Highly knowledgeable in their subject area and continually learning new ideas or skills
This characteristic emphasizes your knowledge and expertise as an instructor as well as learning new things, gaining greater understanding and knowledge, or developing your skills. A Quality Faculty does more than just facilitate discussion and grade assignments. He or she adds knowledge value and content to the learning experience. A Quality Faculty is also a great learner with a passion for learning and the simple joys of discovery. As such, you also stay abreast of the changing trends and ideas in your subject area.
Do you regularly read magazines, blogs, or journals related to your field? When was the last time you read up on a new idea, a new tool or method, or a new concept? Do you know where the good websites are for learning about your topic? The 4C Model seeks to allow room for you as the faculty member to meaningfully contribute you own understanding, knowledge, and expertise to the students’ learning.
Different programs use different approaches for developing curriculum. In a more traditional teaching environment, the faculty member has responsibility for 100% of the classroom: the content, the lessons, the resources, the presentation, and the grading. In OKWU’s online model, we use more of a facilitator model in which the bulk of the curriculum has already been developed. The faculty member comes to the classroom with the lessons, resources, objectives, and assignments already laid out. In most cases, these decisions are made independent of the adjunct instructor.
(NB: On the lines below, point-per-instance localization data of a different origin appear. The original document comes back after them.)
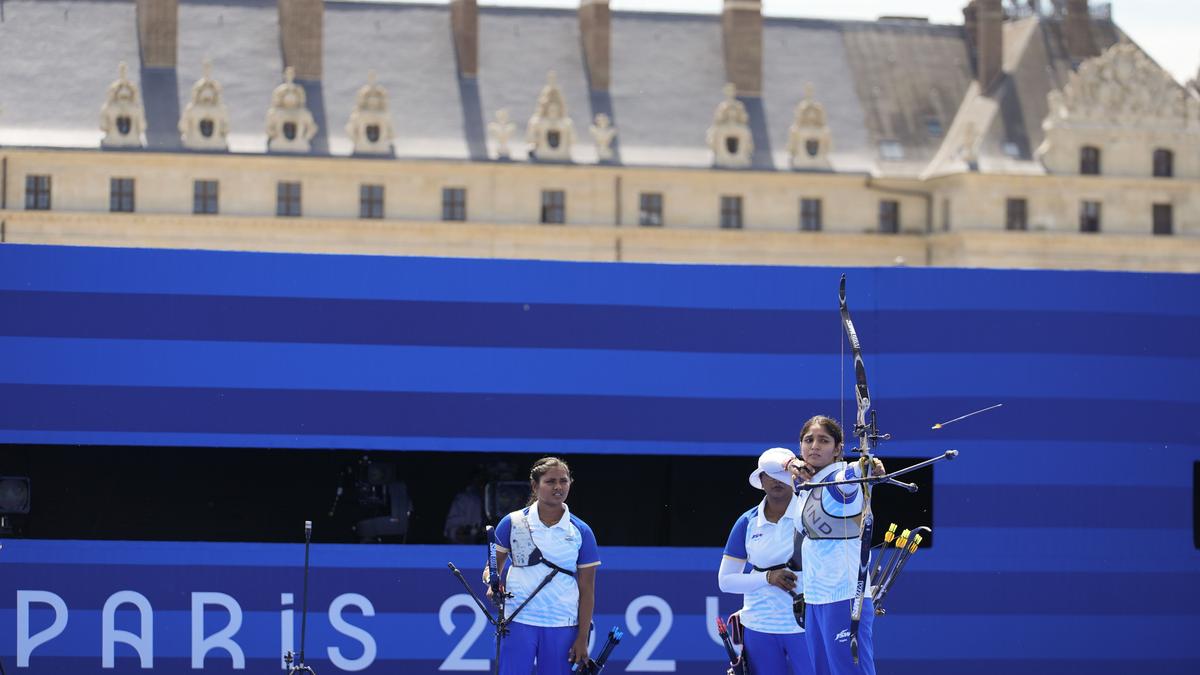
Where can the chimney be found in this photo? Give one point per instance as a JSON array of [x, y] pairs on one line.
[[971, 25], [157, 33], [1078, 28], [989, 42], [742, 30], [300, 31], [465, 24], [595, 29]]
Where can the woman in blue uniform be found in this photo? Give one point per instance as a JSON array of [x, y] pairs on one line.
[[546, 538], [832, 518], [766, 538]]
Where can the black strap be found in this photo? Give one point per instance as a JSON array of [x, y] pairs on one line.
[[796, 563]]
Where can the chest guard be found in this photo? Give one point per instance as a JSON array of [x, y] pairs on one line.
[[525, 553], [820, 524], [522, 541], [796, 562]]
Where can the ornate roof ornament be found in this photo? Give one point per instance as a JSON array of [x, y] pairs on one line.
[[969, 147], [289, 124], [809, 138], [730, 135], [502, 130], [1119, 102], [1121, 88], [550, 130], [370, 125], [121, 117], [603, 133], [204, 124]]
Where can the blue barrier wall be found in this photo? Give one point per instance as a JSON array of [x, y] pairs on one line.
[[1065, 530]]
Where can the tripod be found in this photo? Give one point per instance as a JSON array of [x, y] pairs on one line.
[[299, 665], [498, 597]]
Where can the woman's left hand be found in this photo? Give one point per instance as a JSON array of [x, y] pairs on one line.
[[579, 652], [877, 467]]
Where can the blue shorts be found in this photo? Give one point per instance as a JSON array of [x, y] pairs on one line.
[[549, 646], [777, 653], [828, 631]]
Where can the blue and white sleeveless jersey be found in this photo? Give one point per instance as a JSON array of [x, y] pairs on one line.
[[569, 544], [831, 566], [763, 544]]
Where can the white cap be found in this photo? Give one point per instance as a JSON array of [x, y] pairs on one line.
[[774, 464]]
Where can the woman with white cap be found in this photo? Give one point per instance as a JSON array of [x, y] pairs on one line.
[[766, 537]]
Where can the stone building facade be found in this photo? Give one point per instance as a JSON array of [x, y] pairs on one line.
[[1019, 138]]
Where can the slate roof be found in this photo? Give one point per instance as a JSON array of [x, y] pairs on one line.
[[899, 81]]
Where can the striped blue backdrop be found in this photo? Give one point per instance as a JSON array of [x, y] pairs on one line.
[[1065, 530]]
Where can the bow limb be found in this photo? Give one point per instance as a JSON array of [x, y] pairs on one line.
[[867, 436]]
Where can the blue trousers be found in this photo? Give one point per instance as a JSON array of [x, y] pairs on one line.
[[828, 631], [549, 646], [771, 653]]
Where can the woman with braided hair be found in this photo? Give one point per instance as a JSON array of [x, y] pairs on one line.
[[761, 562], [545, 538], [831, 519]]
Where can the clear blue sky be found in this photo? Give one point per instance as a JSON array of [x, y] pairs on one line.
[[1167, 29]]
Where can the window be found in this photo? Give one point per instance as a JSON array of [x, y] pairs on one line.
[[891, 150], [454, 203], [371, 201], [553, 207], [1090, 161], [810, 215], [889, 216], [731, 213], [1017, 215], [37, 192], [1164, 163], [1090, 216], [204, 197], [287, 199], [120, 195], [649, 209], [1163, 219]]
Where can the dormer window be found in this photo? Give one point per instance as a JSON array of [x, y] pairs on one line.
[[289, 124], [730, 135], [121, 118], [370, 125], [550, 131], [1090, 160], [1164, 163], [809, 138]]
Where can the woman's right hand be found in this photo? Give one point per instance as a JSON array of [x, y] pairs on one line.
[[784, 579]]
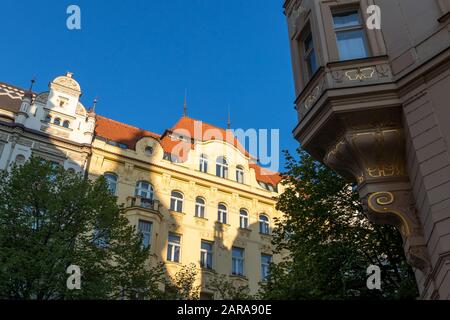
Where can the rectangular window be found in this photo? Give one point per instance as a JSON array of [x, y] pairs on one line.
[[350, 35], [174, 248], [237, 267], [203, 165], [145, 228], [240, 175], [265, 263], [206, 252]]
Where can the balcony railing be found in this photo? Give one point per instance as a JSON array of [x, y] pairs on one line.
[[140, 202], [341, 75]]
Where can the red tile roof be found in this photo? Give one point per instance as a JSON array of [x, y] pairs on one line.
[[203, 132], [265, 175], [121, 132]]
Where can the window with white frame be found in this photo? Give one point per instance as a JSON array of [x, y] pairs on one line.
[[199, 207], [66, 124], [144, 190], [222, 213], [145, 228], [20, 160], [243, 219], [240, 174], [174, 248], [176, 201], [100, 237], [206, 254], [264, 227], [111, 180], [350, 35], [203, 163], [265, 264], [237, 267], [221, 167]]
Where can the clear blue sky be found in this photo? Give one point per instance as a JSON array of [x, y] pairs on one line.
[[139, 56]]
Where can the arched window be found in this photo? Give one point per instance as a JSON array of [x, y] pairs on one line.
[[264, 224], [221, 167], [111, 180], [176, 201], [203, 165], [222, 213], [243, 219], [144, 190], [20, 160], [199, 207], [240, 174]]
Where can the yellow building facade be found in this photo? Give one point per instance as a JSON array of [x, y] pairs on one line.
[[200, 209], [194, 192]]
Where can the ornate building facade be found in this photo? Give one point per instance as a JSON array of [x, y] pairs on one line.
[[373, 104], [194, 192]]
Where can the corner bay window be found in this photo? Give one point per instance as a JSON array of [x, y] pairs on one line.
[[237, 265], [174, 248], [350, 35]]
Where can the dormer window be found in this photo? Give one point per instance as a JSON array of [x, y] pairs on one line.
[[148, 151], [62, 102], [222, 167]]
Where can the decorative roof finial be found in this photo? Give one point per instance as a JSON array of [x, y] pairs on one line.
[[29, 92], [32, 84], [95, 104], [185, 104], [229, 119]]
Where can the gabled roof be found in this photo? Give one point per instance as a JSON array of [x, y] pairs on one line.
[[188, 125]]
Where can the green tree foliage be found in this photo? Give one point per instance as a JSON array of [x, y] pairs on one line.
[[226, 289], [50, 219], [182, 285], [331, 242]]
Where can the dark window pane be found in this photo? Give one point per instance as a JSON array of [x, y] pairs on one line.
[[346, 19], [351, 45]]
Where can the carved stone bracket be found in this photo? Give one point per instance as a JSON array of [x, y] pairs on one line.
[[397, 208]]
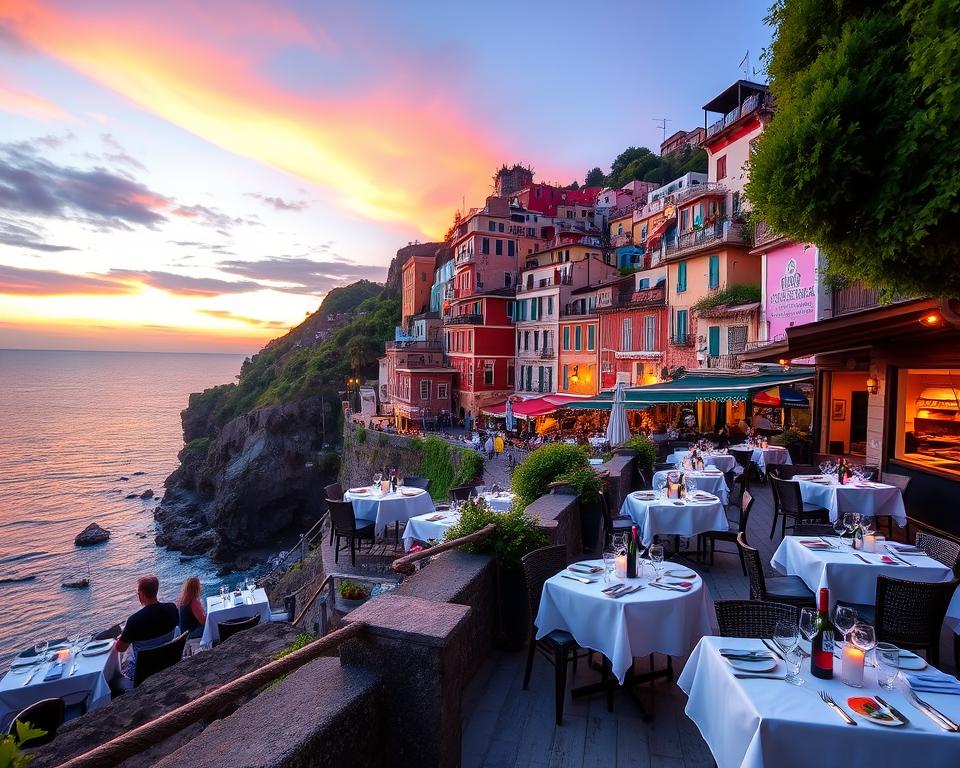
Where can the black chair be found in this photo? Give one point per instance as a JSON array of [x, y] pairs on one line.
[[345, 527], [154, 660], [558, 646], [788, 503], [228, 629], [780, 589], [47, 715], [710, 538], [752, 618]]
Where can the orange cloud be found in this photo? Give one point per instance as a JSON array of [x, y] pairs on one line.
[[394, 153]]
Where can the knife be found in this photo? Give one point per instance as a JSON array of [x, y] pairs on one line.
[[893, 710]]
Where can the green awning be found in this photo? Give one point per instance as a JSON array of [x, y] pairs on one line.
[[697, 386]]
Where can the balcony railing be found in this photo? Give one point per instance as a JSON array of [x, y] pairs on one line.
[[722, 231]]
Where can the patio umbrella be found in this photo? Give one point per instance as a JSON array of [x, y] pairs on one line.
[[618, 432]]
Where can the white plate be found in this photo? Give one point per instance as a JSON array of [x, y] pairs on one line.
[[760, 665]]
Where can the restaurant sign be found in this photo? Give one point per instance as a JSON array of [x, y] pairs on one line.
[[791, 290]]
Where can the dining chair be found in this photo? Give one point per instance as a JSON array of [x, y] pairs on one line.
[[778, 589], [228, 629], [345, 527], [752, 618], [788, 503], [153, 660], [734, 527], [558, 646], [47, 715]]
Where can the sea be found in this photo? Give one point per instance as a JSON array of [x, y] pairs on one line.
[[79, 432]]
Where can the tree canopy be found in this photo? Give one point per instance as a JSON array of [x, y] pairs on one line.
[[863, 154]]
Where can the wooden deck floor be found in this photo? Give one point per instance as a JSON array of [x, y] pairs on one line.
[[505, 726]]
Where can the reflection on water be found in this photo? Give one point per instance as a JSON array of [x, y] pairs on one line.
[[71, 425]]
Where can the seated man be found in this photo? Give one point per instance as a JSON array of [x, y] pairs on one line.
[[151, 626]]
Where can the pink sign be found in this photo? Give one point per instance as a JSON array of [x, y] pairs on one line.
[[791, 288]]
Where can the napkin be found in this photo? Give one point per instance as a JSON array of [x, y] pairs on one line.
[[932, 681]]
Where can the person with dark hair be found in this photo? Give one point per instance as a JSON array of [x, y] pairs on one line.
[[153, 625]]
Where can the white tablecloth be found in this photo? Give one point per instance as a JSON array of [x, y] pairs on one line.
[[771, 724], [667, 517], [218, 613], [386, 509], [848, 578], [764, 457], [712, 482], [90, 683], [722, 461], [648, 621], [873, 499]]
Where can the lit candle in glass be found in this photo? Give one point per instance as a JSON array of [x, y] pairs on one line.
[[852, 670]]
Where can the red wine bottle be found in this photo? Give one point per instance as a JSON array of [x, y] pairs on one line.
[[821, 659]]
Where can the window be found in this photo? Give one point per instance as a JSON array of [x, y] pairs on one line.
[[721, 167], [714, 278]]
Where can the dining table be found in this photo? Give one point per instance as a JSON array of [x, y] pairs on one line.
[[850, 574], [233, 606], [659, 619], [656, 515], [371, 505], [764, 722], [869, 498], [84, 677]]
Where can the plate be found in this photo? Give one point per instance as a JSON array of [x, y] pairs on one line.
[[867, 709], [760, 665]]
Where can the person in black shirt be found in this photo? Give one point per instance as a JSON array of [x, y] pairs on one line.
[[151, 626]]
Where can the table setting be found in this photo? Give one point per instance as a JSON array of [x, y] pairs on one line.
[[75, 669], [244, 601], [873, 711]]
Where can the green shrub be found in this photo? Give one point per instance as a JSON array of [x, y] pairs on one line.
[[544, 465], [515, 534]]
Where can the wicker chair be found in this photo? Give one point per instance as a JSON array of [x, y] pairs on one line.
[[788, 503], [780, 589], [558, 646], [345, 527], [752, 618], [910, 613], [940, 549], [709, 539]]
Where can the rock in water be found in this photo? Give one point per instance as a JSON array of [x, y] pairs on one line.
[[92, 534]]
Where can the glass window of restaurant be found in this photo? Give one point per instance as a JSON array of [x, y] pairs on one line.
[[928, 418]]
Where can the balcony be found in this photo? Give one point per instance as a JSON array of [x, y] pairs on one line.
[[718, 233]]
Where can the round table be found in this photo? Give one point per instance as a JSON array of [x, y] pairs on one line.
[[713, 482], [674, 517], [868, 498], [382, 509], [649, 621]]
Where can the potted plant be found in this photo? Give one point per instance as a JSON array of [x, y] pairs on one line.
[[350, 595]]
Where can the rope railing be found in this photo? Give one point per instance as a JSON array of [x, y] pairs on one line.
[[210, 704], [405, 564]]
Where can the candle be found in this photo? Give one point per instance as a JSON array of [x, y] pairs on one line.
[[852, 671]]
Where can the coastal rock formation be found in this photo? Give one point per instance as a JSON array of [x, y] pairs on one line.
[[92, 534]]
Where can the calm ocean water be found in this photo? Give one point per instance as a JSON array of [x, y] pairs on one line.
[[71, 424]]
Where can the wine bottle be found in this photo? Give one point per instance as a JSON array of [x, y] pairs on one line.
[[821, 658], [632, 548]]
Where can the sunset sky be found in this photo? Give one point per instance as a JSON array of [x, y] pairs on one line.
[[194, 176]]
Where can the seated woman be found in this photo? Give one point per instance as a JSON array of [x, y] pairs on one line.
[[192, 615]]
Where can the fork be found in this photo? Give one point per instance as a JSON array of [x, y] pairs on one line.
[[828, 700]]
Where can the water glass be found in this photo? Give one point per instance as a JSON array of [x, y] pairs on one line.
[[888, 664]]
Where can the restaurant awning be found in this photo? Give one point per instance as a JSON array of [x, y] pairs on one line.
[[694, 386]]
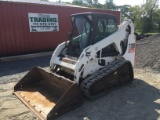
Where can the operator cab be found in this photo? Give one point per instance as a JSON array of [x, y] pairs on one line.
[[88, 29]]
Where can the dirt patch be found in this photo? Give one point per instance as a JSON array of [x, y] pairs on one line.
[[139, 100]]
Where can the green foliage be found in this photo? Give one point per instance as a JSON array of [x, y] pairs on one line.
[[146, 17]]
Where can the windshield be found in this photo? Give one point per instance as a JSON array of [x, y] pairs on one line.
[[80, 35]]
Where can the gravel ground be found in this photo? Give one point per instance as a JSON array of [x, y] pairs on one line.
[[137, 101]]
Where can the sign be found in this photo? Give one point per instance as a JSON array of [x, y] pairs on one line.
[[131, 48], [42, 22]]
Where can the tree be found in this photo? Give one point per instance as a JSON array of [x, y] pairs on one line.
[[156, 19], [148, 10], [109, 4]]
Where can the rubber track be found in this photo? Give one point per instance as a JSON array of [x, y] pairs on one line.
[[88, 83]]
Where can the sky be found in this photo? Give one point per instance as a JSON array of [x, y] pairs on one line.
[[117, 2]]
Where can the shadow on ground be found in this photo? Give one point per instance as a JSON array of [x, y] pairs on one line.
[[136, 101], [13, 67]]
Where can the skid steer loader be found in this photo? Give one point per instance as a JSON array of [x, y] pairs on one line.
[[99, 55]]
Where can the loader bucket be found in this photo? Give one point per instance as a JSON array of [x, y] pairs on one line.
[[48, 95]]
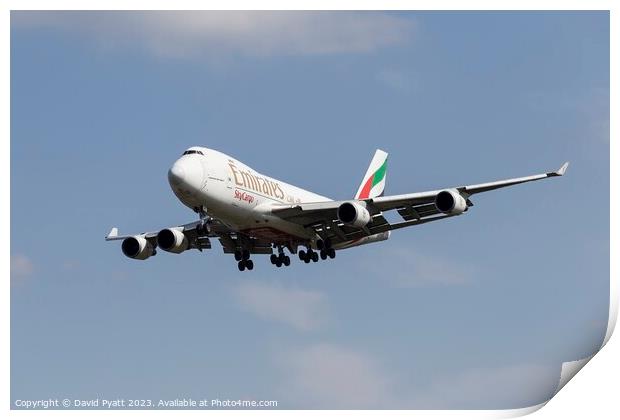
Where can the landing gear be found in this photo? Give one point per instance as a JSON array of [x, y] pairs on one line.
[[204, 225], [280, 259], [326, 250], [244, 261], [309, 255]]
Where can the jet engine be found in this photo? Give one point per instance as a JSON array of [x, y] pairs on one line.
[[450, 202], [172, 240], [353, 213], [138, 248]]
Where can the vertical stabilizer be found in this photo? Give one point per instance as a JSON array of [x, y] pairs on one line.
[[373, 184]]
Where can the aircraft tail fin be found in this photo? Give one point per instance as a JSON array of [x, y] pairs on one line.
[[373, 184]]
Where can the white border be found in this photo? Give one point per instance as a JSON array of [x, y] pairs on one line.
[[594, 391]]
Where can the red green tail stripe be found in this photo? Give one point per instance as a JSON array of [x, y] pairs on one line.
[[373, 180]]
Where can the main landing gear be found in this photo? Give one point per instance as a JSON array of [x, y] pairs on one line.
[[280, 259], [243, 256], [325, 248]]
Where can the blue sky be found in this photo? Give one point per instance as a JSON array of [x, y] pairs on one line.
[[472, 312]]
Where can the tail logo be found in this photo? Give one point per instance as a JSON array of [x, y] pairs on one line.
[[374, 180]]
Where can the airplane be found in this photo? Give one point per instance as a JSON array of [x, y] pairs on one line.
[[253, 214]]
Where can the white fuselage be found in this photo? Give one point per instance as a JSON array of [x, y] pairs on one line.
[[237, 195]]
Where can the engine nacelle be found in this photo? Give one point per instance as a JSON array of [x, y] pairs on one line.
[[354, 214], [137, 247], [450, 202], [172, 240]]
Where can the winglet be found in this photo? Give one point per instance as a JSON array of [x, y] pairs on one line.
[[113, 234], [562, 169]]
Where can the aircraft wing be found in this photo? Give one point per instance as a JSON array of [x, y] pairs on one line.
[[414, 208], [198, 239]]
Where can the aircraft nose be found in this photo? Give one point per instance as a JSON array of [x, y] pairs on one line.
[[176, 174], [186, 173]]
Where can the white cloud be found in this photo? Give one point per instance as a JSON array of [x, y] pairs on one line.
[[21, 266], [399, 80], [302, 309], [491, 388], [326, 376], [417, 270], [214, 33]]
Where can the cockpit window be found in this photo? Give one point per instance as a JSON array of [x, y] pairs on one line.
[[191, 152]]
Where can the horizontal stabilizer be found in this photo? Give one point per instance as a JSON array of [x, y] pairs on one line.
[[112, 235]]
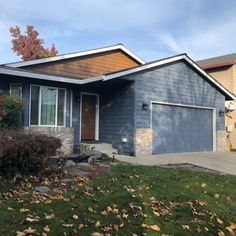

In many such models, the instructor’s primary role is to facilitate dialogue and grade submitted work.
However, we want to make use of the knowledge, experiences, and formal education that adjuncts bring to the table. We recognize that you have something worthwhile to offer in the area in which you’ve been hired to teach. Your expertise was an important factor in assigning you to this course. We are constantly working on ways to allow an instructor to bring their own knowledge and learning to the table.
Personal Teaching Profile:
What specific subject areas, topics, or specialties do you have that you could bring to this class? What are you good at or very knowledgeable in that would be of value to your students? What things will you do to continue to learn new things about your subject area or to stay current in your field or area of teaching focus?
Some suggestions and ideas we’ve used:
- For a particular course, consider what you could add to the material or resources that would make a difference to the students.
- Maintain a list of your best topics and subjects that you would love to share with your students
- Prepare resources such as PDF lectures, short video clips, or narrated PowerPoint files that you could upload to the course
- Identify articles or web resources that you would recommend as top-shelf material for additional learning or even assignments
- Write mini-lectures (800-1000 words) about different topics related to the course and publish those mini-lectures in the discussion boards, as downloadable documents, or video files
- Maintain licensure or certification through continued education.
- Become a member of a professional organization related to your area of expertise or experience
- Join professional networks such as LinkedIn or Academia.edu.
- Follow related professionals or notable figures on Twitter, Facebook, or other social media.
- Use the online databases through the university library to regularly find new articles or journals related to topics of interest.
- Use online news aggregators such as Zite or Flipbook to collect news, trends, articles, or blog posts about topics you choose.